Trump défie encore un peu plus Pyongyang
Écrit par Jonathan PIRIOU sur août 11, 2017
Les options militaires sont maintenant bien en place », a déclaré le président américain à l'adresse de son homologue nord-coréen.
Face à la guerre des mots et des nerfs qui oppose Washington et Pyongyang, le monde entier s'inquiète, craignant un enchaînement fatal. Mais Donald Trump poursuit sa rhétorique guerrière. «Les options militaires sont maintenant bien en place, bouclées et prêtes à être mises en action si la Corée du Nord agissait imprudemment. Il faut espérer que Kim Jong-un choisira un autre chemin», a-t-il tweeté ce vendredi matin.
Jeudi après-midi déjà, il avait persisté et signé dans sa posture menaçante, estimant que ceux qui critiquaient ses paroles avaient tort. N'êtes-vous pas trop dur?, ont demandé les journalistes, après ses promesses de déclencher «le feu et la colère» si Pyongyang persistait à menacer le territoire américain. «Peut-être que ma déclaration n'était pas assez dure», a-t-il rétorqué. Les Nord-Coréens ont bravé «notre pays depuis longtemps et il est temps que quelqu'un s'implique pour les gens de ce pays et pour les peuples des autres pays», a dit Trump. Les présidents américains «ont négocié depuis vingt-cinq ans. Regardez Clinton. Il s'est couché pendant ses négociations. Il était faible et inefficace. Regardez ce qui s'est passé avec Bush… avec Obama. Lui ne voulait même pas en parler. Moi je parle. Il est temps», a-t-il insisté.
Menace sur Guam
Durant sa campagne, son instinct du rapport de force a presque toujours conduit Donald Trump à choisir la contre-attaque et la montée aux extrêmes rhétoriques, sans céder un pouce. Appliquant une recette de la théorie des jeux, enseignée aux experts de la dissuasion nucléaire comme aux joueurs de poker, il cherche à convaincre Kim Jong-un et ses protecteurs chinois qu'il ne bluffe pas quand il dit qu'il n'acceptera jamais une nucléarisation de la Corée du Nord mettant le territoire américain à portée de ses missiles. Le président des États-Unis semble vouloir profiter de son image de leader impulsif pour donner de la crédibilité à son propos. Son calcul pourrait être de pratiquer le bras de fer «au bord du gouffre», comme Kennedy l'avait fait pendant la crise de Cuba, pour convaincre les Chinois de pousser Pyongyang à lâcher prise sur la nucléarisation. En échange d'une mission de bons offices chinois, qui réglerait le problème, Trump suggère de ne pas lancer sa guerre commerciale contre Pékin et il a chargé le secrétaire d'État Rex Tillerson de proposer l'ouverture de négociations directes avec Pyongyang, qui viseraient à offrir au régime communiste des avantages ainsi que l'assurance de ne rien faire pour le faire tomber.

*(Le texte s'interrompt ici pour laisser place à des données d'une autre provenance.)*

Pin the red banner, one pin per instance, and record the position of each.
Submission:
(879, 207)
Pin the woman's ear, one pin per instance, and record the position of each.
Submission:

Mais si Trump se trompe sur la psychologie de Kim – ou sur les capacités d'influence de Pékin – et déclenche, par son poker nucléaire, une escalade incontrôlable? La question se pose alors que la Corée du Nord a pour l'instant choisi la surenchère, menaçant de lancer une attaque contre l'île américaine de Guam, dans le Pacifique. L'armée de Pyongyang a annoncé qu'elle tiendrait prêt un plan d'offensive contre Guam d'ici à la mi-août. Ce plan prévoirait de tirer 4 missiles au-dessus du Japon, qui en 17 minutes et 45 secondes iraient «s'écraser en mer à 30 ou 40 km de l'îleaméricaine». Le danger, affirment analystes et politiques, serait que Kim décide, sur un coup de tête, de tester sa crédibilité en effectuant des tirs vers Guam. Quelles seraient alors les options militaires d'un président américain qui serait forcé de réagir pour ne pas perdre la face? Pourrait-il porter un coup au régime nord-coréen sans faire basculer la région dans la guerre totale? Inquiets, 60 députés ont envoyé une lettre au secrétaire d'État Rex Tillerson pour dénoncer «les déclarations irresponsables et dangereuses» de Trump. À l'étranger, la Russie s'est dite «très inquiète» des risques «très élevés de conflit». Berlin a dit ne pas voir de «solution militaire» à l'affaire et les Chinois ont appelé les deux parties à la «prudence». Mais Donald Trump est impavide.